It's unshare + chroot. It's not only unshare, and not only chroot. Chroot is a valid term, when applicable.

_Sandbox_ is a good general term for this, IMO.

I agree that sandbox is a fine term. But that's really something for a separate issue.

Do we use unshare in such a way that this will work without root? Is the implementation shared with nix-container at all?

@Ericson2314 I currently have a ticket for that (I think it's what you mean): https://github.com/NixOS/nix/issues/625

@Ericson2314 no it needs root because NEWUSER is not used apparently, but @edolstra can tell better: http://lxr.devzen.net/source/xref/nix/src/libstore/build.cc#2131

It _should_ be possible to use NEWUSER and set a mapping for the build users. With NEWUSER it's also possible to chroot(). That means it would be possible to have sandboxing when nix is running as user without nix-daemon.

Thanks, I'll continue this in the other thread.

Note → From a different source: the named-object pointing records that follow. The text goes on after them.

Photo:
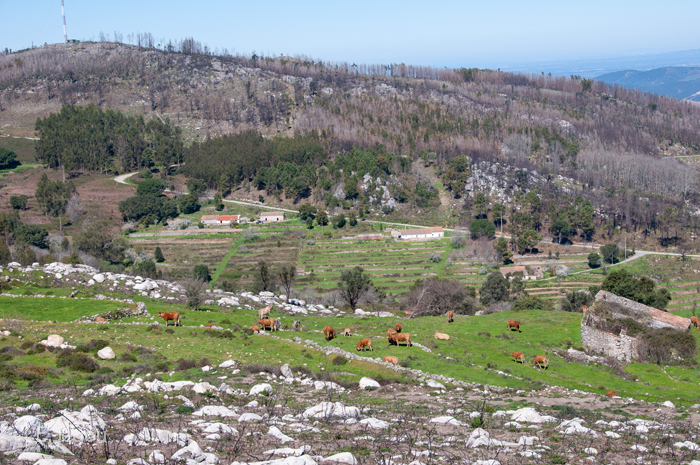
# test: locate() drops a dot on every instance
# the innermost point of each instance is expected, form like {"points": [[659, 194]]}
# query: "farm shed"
{"points": [[228, 219], [370, 237], [530, 273], [423, 234], [271, 217], [210, 219], [603, 329]]}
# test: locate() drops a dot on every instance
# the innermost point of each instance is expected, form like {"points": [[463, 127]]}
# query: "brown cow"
{"points": [[273, 324], [695, 322], [397, 338], [328, 332], [514, 324], [264, 312], [391, 359], [364, 344], [441, 336], [167, 316], [541, 360]]}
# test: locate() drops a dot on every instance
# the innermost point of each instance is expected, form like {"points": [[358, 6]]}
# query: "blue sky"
{"points": [[438, 33]]}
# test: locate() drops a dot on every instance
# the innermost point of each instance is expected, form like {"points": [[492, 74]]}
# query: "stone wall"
{"points": [[623, 348]]}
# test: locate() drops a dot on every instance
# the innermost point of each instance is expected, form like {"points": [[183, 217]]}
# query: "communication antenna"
{"points": [[63, 12]]}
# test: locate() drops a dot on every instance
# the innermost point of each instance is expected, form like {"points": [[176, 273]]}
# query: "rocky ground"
{"points": [[232, 413], [284, 415]]}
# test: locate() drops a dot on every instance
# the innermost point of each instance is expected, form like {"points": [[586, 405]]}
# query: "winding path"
{"points": [[638, 253]]}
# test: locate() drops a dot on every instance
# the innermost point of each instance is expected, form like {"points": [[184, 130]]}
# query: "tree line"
{"points": [[88, 138]]}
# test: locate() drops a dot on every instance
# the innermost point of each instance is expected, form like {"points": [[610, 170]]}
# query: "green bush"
{"points": [[18, 202], [528, 302], [184, 410], [76, 361]]}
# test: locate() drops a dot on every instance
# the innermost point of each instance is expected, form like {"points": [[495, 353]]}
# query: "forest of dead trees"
{"points": [[609, 139]]}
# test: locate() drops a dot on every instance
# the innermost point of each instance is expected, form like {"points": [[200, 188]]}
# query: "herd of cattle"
{"points": [[394, 335]]}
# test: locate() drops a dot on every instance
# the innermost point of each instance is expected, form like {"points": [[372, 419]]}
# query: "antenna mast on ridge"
{"points": [[63, 12]]}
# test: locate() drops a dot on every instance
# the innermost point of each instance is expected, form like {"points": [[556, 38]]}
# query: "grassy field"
{"points": [[477, 352]]}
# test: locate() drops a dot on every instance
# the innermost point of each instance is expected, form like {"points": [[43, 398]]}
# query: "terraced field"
{"points": [[394, 266]]}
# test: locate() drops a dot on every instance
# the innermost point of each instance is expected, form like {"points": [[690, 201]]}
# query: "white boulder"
{"points": [[283, 438], [369, 383], [343, 457], [260, 389], [331, 410], [15, 445], [530, 415], [374, 423], [30, 426], [106, 353]]}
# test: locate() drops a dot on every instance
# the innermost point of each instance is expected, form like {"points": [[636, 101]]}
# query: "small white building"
{"points": [[423, 234], [271, 217], [210, 219], [228, 219]]}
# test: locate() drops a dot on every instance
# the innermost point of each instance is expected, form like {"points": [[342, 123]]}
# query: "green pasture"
{"points": [[477, 352]]}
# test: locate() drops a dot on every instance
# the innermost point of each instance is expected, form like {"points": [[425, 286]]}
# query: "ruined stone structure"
{"points": [[621, 346]]}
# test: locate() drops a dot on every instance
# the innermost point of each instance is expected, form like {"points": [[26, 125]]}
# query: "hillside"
{"points": [[680, 83]]}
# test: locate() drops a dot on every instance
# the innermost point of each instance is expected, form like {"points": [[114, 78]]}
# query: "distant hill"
{"points": [[678, 82], [592, 67]]}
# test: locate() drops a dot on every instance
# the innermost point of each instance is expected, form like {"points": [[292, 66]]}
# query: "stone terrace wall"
{"points": [[623, 348]]}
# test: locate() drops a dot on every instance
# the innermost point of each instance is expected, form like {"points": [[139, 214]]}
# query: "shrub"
{"points": [[495, 289], [18, 202], [434, 296], [666, 346], [575, 301], [12, 351], [184, 410], [94, 345], [183, 365], [76, 361], [340, 360], [531, 303], [201, 272], [482, 228]]}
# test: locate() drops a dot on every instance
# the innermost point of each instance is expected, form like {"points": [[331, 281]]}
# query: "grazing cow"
{"points": [[541, 361], [391, 359], [364, 344], [264, 312], [441, 336], [273, 324], [167, 316], [514, 324], [695, 322], [328, 332], [397, 338]]}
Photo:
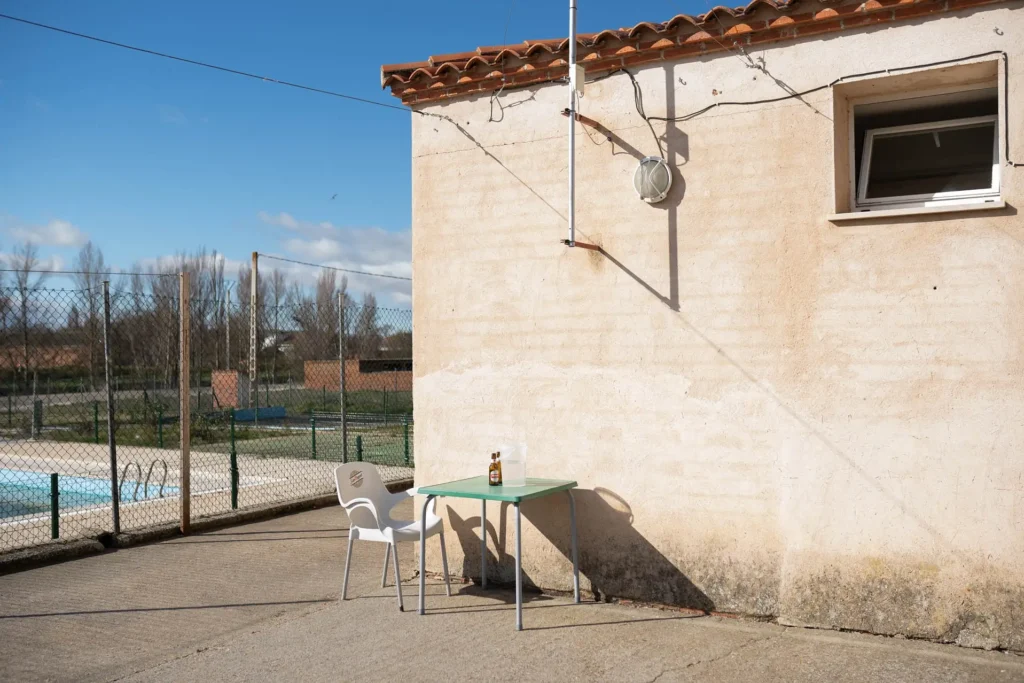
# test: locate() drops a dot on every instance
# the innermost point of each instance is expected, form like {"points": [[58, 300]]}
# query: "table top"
{"points": [[480, 488]]}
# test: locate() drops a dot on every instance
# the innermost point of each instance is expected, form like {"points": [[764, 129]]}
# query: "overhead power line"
{"points": [[119, 273], [331, 267], [206, 65]]}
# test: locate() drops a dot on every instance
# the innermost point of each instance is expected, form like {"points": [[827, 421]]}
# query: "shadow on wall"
{"points": [[613, 556]]}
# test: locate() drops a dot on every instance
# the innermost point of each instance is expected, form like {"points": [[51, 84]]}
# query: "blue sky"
{"points": [[147, 157]]}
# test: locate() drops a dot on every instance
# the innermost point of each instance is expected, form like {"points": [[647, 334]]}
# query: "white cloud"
{"points": [[55, 233], [282, 219], [364, 249], [172, 115]]}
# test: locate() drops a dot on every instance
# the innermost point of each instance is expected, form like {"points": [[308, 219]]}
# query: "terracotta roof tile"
{"points": [[532, 61]]}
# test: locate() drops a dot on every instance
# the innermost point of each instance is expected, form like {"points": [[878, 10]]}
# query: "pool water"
{"points": [[28, 493]]}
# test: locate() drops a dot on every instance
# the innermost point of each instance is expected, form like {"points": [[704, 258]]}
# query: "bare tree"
{"points": [[245, 295], [25, 262], [279, 298], [89, 264], [368, 331]]}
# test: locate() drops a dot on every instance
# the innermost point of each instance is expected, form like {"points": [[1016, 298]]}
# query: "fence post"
{"points": [[235, 468], [341, 378], [253, 377], [312, 431], [184, 394], [54, 507], [111, 438], [37, 418]]}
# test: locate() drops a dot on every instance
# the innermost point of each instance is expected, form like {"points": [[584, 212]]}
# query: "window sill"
{"points": [[915, 211]]}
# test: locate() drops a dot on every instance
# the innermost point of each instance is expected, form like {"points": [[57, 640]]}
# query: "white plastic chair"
{"points": [[369, 505]]}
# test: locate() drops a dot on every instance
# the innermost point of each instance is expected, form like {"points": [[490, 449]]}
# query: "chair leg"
{"points": [[348, 562], [448, 582], [387, 556], [397, 577]]}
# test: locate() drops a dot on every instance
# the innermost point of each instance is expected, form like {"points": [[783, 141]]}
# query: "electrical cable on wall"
{"points": [[638, 97]]}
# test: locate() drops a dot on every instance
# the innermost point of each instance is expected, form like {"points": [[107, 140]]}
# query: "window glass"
{"points": [[929, 162]]}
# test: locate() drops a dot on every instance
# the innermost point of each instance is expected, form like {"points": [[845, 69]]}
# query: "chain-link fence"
{"points": [[264, 428]]}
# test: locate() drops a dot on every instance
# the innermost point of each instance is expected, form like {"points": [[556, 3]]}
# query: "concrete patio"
{"points": [[260, 602]]}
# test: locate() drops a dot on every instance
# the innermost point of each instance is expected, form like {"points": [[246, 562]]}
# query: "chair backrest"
{"points": [[361, 480]]}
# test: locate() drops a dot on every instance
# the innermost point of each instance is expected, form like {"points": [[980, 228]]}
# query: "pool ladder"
{"points": [[140, 482]]}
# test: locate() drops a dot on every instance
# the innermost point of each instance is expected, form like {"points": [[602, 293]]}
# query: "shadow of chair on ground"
{"points": [[615, 558]]}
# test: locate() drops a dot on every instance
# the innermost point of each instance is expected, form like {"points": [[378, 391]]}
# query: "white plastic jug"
{"points": [[514, 465]]}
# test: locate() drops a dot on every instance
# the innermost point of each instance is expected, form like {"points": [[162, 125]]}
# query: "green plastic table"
{"points": [[479, 488]]}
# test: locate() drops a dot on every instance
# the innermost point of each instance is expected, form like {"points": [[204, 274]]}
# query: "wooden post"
{"points": [[185, 409]]}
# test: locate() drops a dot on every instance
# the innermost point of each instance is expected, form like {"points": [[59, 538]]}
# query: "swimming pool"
{"points": [[28, 493]]}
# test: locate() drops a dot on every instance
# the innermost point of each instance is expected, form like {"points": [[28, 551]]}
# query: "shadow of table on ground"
{"points": [[616, 559]]}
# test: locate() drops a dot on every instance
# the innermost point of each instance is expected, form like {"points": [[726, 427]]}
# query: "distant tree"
{"points": [[279, 298], [368, 332], [25, 263], [89, 264]]}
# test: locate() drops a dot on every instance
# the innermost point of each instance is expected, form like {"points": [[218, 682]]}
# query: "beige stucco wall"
{"points": [[767, 412]]}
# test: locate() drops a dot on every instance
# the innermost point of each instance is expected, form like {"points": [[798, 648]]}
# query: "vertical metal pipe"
{"points": [[576, 554], [572, 115], [185, 403], [406, 430], [483, 544], [54, 507], [518, 568], [227, 329], [341, 378], [423, 554], [253, 293], [111, 438], [37, 418], [235, 466], [312, 432]]}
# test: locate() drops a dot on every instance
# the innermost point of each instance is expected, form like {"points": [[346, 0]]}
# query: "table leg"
{"points": [[423, 554], [518, 569], [576, 558], [483, 544]]}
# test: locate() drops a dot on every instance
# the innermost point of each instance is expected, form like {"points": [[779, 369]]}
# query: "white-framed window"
{"points": [[928, 151]]}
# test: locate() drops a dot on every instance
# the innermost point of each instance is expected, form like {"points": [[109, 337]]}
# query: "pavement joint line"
{"points": [[219, 643]]}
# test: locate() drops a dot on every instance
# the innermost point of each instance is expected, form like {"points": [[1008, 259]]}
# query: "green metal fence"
{"points": [[263, 429]]}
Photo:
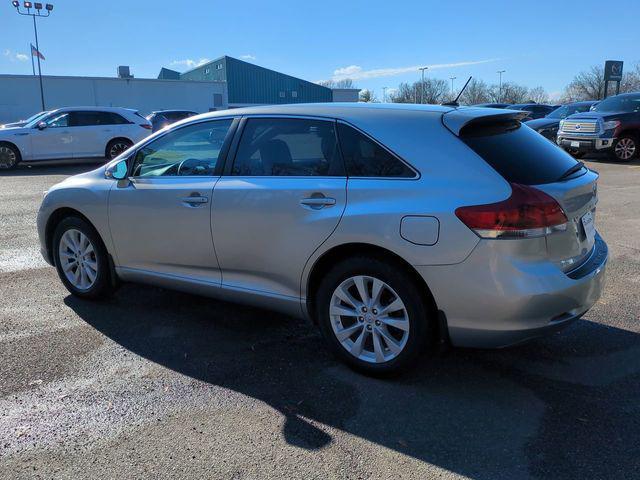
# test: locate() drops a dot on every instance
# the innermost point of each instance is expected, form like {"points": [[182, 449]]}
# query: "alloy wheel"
{"points": [[8, 157], [625, 148], [78, 259], [369, 319]]}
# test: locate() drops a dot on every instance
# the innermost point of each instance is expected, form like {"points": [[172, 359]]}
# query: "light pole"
{"points": [[37, 6], [500, 72], [422, 69]]}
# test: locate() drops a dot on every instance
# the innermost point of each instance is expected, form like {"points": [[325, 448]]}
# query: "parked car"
{"points": [[162, 118], [388, 228], [548, 126], [611, 126], [73, 132], [536, 110], [493, 105], [22, 123]]}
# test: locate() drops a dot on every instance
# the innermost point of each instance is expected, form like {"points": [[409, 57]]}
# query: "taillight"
{"points": [[527, 213]]}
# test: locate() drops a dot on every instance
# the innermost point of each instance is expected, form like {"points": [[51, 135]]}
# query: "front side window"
{"points": [[284, 147], [58, 120], [188, 151], [364, 157]]}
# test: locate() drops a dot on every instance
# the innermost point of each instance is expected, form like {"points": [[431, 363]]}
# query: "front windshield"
{"points": [[621, 103]]}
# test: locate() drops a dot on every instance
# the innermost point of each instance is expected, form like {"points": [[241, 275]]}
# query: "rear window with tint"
{"points": [[517, 152]]}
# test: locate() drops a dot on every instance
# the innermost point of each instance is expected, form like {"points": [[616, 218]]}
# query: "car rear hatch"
{"points": [[531, 164]]}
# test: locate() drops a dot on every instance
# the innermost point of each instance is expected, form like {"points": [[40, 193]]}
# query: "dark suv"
{"points": [[612, 126]]}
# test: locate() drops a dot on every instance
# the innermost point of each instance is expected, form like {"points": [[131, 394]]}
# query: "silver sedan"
{"points": [[393, 227]]}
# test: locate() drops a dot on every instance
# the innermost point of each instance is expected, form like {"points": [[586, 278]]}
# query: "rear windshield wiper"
{"points": [[576, 168]]}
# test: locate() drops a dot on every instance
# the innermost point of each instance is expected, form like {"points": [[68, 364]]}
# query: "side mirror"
{"points": [[117, 171]]}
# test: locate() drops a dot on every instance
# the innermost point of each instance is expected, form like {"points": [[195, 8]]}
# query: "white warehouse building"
{"points": [[20, 94]]}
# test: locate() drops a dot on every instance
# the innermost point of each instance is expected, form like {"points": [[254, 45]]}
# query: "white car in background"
{"points": [[73, 133]]}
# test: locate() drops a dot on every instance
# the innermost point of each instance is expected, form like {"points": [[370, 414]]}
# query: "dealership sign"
{"points": [[613, 70]]}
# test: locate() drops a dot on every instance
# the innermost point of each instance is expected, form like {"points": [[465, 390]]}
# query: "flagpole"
{"points": [[35, 29]]}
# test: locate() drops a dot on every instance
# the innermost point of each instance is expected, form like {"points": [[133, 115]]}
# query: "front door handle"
{"points": [[194, 200], [317, 202]]}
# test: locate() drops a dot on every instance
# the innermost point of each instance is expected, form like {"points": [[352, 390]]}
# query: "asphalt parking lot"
{"points": [[159, 384]]}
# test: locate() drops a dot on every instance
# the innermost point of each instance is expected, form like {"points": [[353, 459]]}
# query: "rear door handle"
{"points": [[318, 202], [194, 201]]}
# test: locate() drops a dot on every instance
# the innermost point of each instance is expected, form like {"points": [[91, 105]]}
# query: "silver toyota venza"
{"points": [[393, 227]]}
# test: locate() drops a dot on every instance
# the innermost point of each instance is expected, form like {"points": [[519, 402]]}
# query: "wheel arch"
{"points": [[55, 218], [13, 145], [338, 253]]}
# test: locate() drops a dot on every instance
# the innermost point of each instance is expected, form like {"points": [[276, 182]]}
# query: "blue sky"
{"points": [[378, 43]]}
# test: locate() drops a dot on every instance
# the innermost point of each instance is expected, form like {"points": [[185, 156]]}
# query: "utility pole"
{"points": [[37, 6], [500, 72], [422, 69]]}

(extracted from #12596) I understand that the issue is not solved yet, but how about making nix.useChroot enabled by default on NixOS nevertheless? This is _de facto_ required to be sure that nothing is broken during packaging new things, so disabling it may be useful only if user has made some patch that is both (a) local for him, so he doesn't need to test it extensively and (b) mass rebuild-y. In other cases (typical PRs or just regular use) either number of built (not fetched) derivations would be too small to notice or the user would need to enable chroot for testing prior to submitting a PR anyway.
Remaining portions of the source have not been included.